Following the Shell ruling, the main claimant in the case, the NGO Milieudefensie, called on 30 other companies, including the airline KLM, the bank ABN Amro and the consumer goods manufacturer Unilever, to submit emission reduction plans.

In Germany, four climate claims were filed in 2021 that attempt to follow up on the argument of the Federal Constitutional Court by making a right to climate protection actionable in relation to companies. The claims, which were filed by the NGO Deutsche Umwelthilfe ("DUH") and Greenpeace, are directed against BMW, Mercedes and Volkswagen, demanding that the German auto manufacturers commit to a tighter carbon emissions budget, and discontinue the worldwide sale of cars with internal combustion engines by 2030. A climate change claim has also been filed against Wintershall Dea to prevent the Norwegian gas and oil producer from developing any new natural gas or oil production after 2026.

On 13 September 2022, the Stuttgart Regional Court dismissed the action against Mercedes at first instance. The court found insufficient proof that the claimants' personal rights would be impacted. In addition, the court emphasised that the courts are prohibited from taking legislative decisions. DUH filed an appeal.

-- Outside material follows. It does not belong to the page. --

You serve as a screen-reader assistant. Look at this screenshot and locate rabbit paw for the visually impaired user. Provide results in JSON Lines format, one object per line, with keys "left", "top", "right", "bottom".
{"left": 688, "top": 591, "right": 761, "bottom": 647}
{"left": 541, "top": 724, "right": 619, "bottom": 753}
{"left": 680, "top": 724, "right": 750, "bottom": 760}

In the Shell case, the Dutch court relied on a provision of Dutch law, pursuant to which a breach of an unwritten standard of care (in this case, among other things, knowledge about climate change) can result in liability towards third parties. German tort law does not have such a far-reaching general clause. Instead, claimants in a German claim must show: (i) damage to a legal interest protected under the German Civil Code; (ii) a causal link between a company's actions and the alleged damage; and (iii) that the respondents are liable, even while acting in compliance with applicable law. It is unlikely that these hurdles can be easily overcome.

Compensatory claims

The best-known climate-related compensatory claim in Germany is that of Saúl Lliuya's ("SL") against RWE, the German multinational energy company. As a resident of Huaraz, a Peruvian city situated below a glacial lake, SL claims that climate change has caused increasing glacial melt, which has led to a significant rise in the lake’s water level. In order to protect Huaraz from flooding, various protective measures have to be implemented. SL is seeking a declaration that RWE will contribute to the cost of these measures. The lawsuit claims that the share of the costs to be paid by RWE must be based on the proportionate share of greenhouse gas emissions caused by RWE worldwide since the beginning of industrialisation, which is claimed to amount to 0.47 per cent.

On appeal, the Hamm Higher Regional Court considered the action to be sound in principle and has since entered the evidentiary stage. It remains to be seen whether German courts will find a causal link between emissions, climate change and the alleged damage, and how they will approach the fact that the emitter complied with applicable law.

Conclusion

Climate litigation is on the rise (and is widely anticipated to increase further, particularly as a result of extreme weather events), presenting a real risk for companies. Potential climate claims pose significant strategic, financial and reputational risks. A transition plan detailing the company's intended contribution to achieving the Paris climate goals may help to limit these risks.